- You can find information about car insurance through the police, the DMV, or through your own insurer.
- In some cases, you will need to use your own coverage to pay for vehicle repairs.
- There are some circumstances where you will not be able to make a third party claim even if you are not at fault.
Accidents can result in thousands of dollars in medical bills and repairs. Fortunately, there is insurance, so you can be reimbursed. If you are injured or your car is damaged in an accident that is someone else’s fault, you can often file a claim with that person’s insurance company.
While getting someone’s insurance information at the scene is ideal, it may not always be possible. If you are involved in a hit and run or the at-fault party refuses to cooperate, there are ways to protect yourself.
How to get information about someone’s car insurance
Although frustrating, there are some actions you can take if someone you were involved in an accident with is uncooperative. You can ask the police for help, contact the DMV or work with your carrier to find out who the at-fault party’s insurer is, says Anastasia Almon, a personal injury attorney at Farris, Riley and Pitt.
Get the police involved
Asking the police for help should be your first step if you have been involved in a two-way accident.
Crime scene officers typically create a report that includes details of the accident, such as date, time, weather conditions, damage to the vehicle, and who was at fault. You’ll need to get that police report number to file a claim, Almon says.
If you were involved in a hit-and-run and got the vehicle’s license plate number, give it to the police. If you didn’t get a license plate number, try to remember as much as you can about the other vehicle, such as its color, make and model, and give them as many details as possible, Almon says.
Get insurance information from the DMV
Suppose the guilty party refuses an exchange
information. In that case, you can also visit your local DMV to find information about the at-fault driver’s insurance. You must provide the DMV with the reason for your claim and the at-fault party’s driver’s license, according to Insurantly, an
quote comparison company.
Once you know who their insurer is, contact the provider and report details of the incident.

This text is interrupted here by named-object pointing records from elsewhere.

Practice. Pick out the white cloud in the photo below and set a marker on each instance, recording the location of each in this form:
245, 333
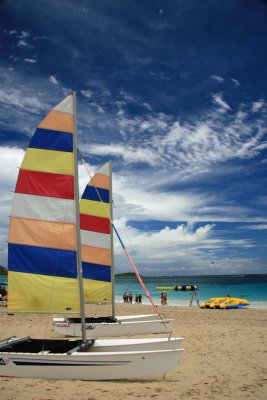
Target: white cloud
87, 93
217, 78
235, 82
258, 105
53, 80
30, 60
218, 99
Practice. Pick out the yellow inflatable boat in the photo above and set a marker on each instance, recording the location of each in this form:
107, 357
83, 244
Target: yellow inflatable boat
224, 303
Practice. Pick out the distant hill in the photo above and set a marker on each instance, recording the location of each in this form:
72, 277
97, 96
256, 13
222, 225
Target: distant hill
3, 271
126, 275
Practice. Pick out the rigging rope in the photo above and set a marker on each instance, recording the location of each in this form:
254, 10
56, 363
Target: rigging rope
124, 248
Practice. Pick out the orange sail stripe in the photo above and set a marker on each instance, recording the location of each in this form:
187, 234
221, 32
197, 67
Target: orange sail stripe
58, 121
101, 181
96, 255
53, 235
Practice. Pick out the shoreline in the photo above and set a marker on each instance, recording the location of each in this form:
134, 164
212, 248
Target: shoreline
224, 357
185, 303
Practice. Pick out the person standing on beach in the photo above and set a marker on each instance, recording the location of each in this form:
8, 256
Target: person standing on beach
130, 298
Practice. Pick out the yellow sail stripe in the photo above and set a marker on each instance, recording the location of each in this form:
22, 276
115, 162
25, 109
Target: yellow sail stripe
57, 162
46, 294
96, 208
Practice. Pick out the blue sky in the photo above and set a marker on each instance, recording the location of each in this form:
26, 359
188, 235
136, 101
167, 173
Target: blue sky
174, 92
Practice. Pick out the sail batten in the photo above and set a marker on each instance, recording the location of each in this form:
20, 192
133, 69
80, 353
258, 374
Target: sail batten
42, 230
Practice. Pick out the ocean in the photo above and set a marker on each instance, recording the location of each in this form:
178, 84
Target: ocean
251, 287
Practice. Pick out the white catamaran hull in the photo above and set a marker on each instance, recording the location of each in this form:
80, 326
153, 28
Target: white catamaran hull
94, 330
89, 366
121, 318
144, 344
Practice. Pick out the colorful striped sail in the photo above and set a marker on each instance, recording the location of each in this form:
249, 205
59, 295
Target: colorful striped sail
96, 238
42, 272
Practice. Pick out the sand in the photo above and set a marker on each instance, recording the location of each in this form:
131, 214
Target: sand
225, 358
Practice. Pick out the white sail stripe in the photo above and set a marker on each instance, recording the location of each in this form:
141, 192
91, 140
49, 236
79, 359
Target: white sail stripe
95, 239
43, 208
65, 105
104, 170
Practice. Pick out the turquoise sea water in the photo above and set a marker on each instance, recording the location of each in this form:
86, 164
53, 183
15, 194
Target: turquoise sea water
251, 287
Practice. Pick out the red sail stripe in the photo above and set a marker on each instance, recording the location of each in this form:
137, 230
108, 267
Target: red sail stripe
45, 184
94, 224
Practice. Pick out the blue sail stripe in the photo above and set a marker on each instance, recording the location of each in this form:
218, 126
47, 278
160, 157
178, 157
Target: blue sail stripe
92, 193
52, 140
41, 260
96, 272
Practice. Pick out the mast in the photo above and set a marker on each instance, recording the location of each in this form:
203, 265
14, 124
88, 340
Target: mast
78, 234
111, 240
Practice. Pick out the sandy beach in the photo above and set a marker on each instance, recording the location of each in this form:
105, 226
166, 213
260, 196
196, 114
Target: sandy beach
225, 358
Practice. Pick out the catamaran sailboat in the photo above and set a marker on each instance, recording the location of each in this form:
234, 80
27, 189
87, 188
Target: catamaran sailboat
45, 271
97, 261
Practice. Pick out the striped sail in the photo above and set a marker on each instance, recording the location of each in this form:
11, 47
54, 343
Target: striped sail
42, 272
96, 238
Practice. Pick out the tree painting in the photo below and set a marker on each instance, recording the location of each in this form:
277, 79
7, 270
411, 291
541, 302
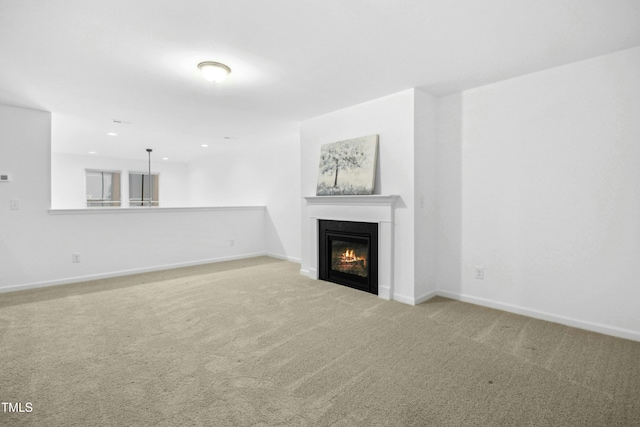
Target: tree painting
348, 167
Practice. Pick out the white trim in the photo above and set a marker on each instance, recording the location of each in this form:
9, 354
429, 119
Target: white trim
139, 210
403, 299
589, 326
284, 257
372, 200
425, 297
77, 279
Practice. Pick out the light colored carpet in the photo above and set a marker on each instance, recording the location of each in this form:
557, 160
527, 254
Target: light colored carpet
254, 343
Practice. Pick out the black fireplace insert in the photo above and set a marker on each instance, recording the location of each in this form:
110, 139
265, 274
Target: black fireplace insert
348, 254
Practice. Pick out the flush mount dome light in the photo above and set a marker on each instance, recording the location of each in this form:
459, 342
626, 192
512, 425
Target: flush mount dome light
214, 71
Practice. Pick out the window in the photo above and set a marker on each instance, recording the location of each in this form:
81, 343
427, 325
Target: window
103, 189
142, 190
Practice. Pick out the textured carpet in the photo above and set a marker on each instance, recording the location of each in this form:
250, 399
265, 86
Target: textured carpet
254, 343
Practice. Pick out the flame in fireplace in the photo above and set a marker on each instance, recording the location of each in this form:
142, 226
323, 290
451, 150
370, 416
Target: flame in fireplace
349, 257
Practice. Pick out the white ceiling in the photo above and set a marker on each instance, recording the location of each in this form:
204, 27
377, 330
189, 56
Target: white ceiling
92, 61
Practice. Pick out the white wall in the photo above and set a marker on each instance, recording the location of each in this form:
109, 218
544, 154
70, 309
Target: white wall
550, 193
449, 193
257, 175
392, 118
425, 194
36, 247
68, 179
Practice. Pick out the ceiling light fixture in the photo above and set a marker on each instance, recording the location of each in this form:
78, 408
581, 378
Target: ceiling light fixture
214, 71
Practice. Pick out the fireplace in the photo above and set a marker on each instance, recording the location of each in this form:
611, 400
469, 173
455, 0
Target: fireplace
348, 254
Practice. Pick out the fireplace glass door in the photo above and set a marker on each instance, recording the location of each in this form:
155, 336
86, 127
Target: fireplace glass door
348, 254
349, 257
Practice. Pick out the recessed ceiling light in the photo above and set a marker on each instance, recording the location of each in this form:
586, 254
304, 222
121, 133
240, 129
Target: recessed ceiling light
214, 71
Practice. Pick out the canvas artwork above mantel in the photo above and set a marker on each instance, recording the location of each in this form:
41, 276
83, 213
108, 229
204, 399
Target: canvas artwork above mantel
348, 167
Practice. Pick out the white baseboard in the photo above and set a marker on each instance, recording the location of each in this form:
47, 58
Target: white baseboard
89, 277
589, 326
384, 292
404, 299
425, 297
284, 257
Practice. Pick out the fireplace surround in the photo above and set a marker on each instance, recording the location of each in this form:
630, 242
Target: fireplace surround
348, 254
377, 209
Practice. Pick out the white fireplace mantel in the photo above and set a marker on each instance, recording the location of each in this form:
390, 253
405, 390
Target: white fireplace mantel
375, 208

Report the incident to your insurer
Drunk drivers often get away because they don’t have insurance. Many states require drivers to carry a minimum amount of liability insurance.

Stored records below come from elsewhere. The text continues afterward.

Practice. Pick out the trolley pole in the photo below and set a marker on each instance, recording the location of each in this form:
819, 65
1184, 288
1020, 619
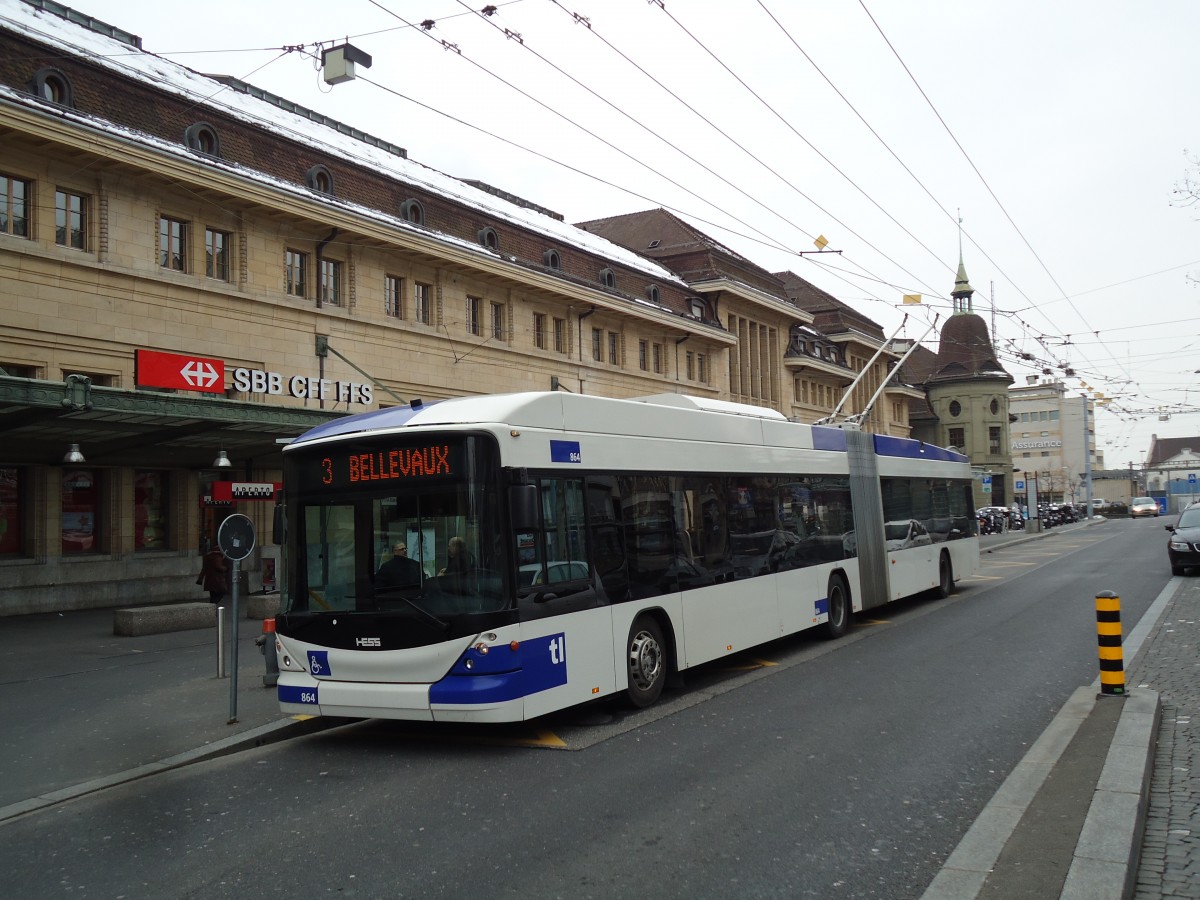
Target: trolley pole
1108, 635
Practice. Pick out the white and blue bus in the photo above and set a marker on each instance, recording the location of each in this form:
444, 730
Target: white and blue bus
568, 547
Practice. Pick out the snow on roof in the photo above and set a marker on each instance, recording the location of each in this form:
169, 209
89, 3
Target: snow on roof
201, 89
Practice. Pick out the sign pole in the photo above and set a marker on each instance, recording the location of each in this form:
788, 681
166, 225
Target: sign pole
233, 643
235, 539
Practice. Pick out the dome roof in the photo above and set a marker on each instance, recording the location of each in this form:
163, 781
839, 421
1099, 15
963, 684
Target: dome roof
965, 351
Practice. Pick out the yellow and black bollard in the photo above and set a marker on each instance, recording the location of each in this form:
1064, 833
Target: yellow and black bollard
1108, 636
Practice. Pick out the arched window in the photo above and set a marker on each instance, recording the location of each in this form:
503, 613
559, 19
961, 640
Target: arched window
53, 85
412, 210
203, 137
319, 179
489, 238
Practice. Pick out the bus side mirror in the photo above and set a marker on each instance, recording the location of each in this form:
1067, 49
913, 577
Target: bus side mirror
523, 507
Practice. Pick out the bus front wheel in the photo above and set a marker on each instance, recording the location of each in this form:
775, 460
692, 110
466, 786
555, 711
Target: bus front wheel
647, 663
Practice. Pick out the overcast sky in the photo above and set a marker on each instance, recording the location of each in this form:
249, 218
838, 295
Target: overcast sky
1060, 130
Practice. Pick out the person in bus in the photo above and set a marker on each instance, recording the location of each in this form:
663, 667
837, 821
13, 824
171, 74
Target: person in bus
457, 559
400, 571
214, 575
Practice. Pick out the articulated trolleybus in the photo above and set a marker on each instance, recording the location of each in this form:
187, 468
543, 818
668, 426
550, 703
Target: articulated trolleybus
496, 558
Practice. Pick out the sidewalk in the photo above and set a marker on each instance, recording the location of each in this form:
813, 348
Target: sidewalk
84, 708
1107, 803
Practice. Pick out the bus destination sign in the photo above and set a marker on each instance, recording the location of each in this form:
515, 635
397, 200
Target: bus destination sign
397, 463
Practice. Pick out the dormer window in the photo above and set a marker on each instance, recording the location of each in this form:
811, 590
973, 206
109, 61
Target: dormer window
412, 211
53, 85
489, 238
319, 179
203, 138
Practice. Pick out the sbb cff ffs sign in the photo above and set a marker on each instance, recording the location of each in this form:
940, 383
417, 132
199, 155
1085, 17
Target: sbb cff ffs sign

If you’ve been in an accident and the other driver fled the scene or doesn’t have insurance, report it to your insurance company. You may be able to recover damages through your insurance company if you have collision coverage, or your insurance company can help you find the at-fault party’s insurance information.
“Even if you don’t end up filing a claim, you need to update your insurance provider as soon as possible or you risk voiding your policy,” Almon says.
3 steps to making a claim against someone else’s insurance
A third-party claim is when you file a claim with the at-fault party’s insurance company, according to Allstate.
There are two types of third party auto claims: bodily injury liability and property damage liability.
Here are the steps you need to take to file a claim against someone else’s car insurance:
Step 1: Gather as much information as possible
Gathering as much information about the incident as possible is critical. This will speed up the process and ensure you get a fair settlement.
If you’re involved in a car accident, here’s some information you should gather at the scene, according to Allstate:
- Place, date and time of the accident
- Name, address, telephone number and insurance policy number for all parties involved in the incident
- Weather conditions
- Photos of damage
- Copies of police reports and accident reports, if applicable
Step 2: Contact your insurance company
If you file a car insurance claim, report the accident to your insurance company immediately to avoid claim delays. From there, your provider will work with the at-fault party’s insurance to obtain reimbursement for your loss.
Step 3: Prepare to meet with an adjuster
After you file the claim, the at-fault party’s insurance company usually sends an adjuster to inspect the damage. Prepare for the visit by creating a list of damaged items.
Make sure you have any relevant information, such as details of the incident, contact information for anyone involved, and any photos or videos related to the incident.
When you should and when you shouldn’t file a third-party claim
In some cases, you may not be able to file a claim against someone else’s insurance, even if you are not at fault. You may decide to fix the problem yourself if you find that the process is taking too long.
No-fault states require drivers to have Personal Injury Protection (PIP). No-fault insurance covers medical bills related to an accident up to a certain limit, regardless of who is at fault.
In this case, you will not be able to file a claim against another person’s insurance for your medical expenses, as you are required to have your own coverage. Personal injury coverage will cover the medical expenses of you and your passengers, regardless of whether you have health insurance. You can usually pair your PIP cover with medical payments cover or MedPay for more protection.
An underinsured or uninsured motorist is someone who has little or no liability insurance.
In most states, drivers must have a minimum amount of auto liability insurance. However, you cannot file a claim with the at-fault party’s insurance company if they do not have coverage. If you have uninsured/underinsured motorist coverage, you can file a claim on your own insurance to get reimbursed.
Otherwise, you have to pay out of pocket for repairs or sue the at-fault party, which can be a long and expensive process.
Use of proprietary coverage
If another car hits you, your collision coverage is an option to pay for the damages. Collision coverage is not required by law. However, it can be useful if an uninsured or underinsured driver hits your car. Also, filing a claim with collision coverage can speed up the process.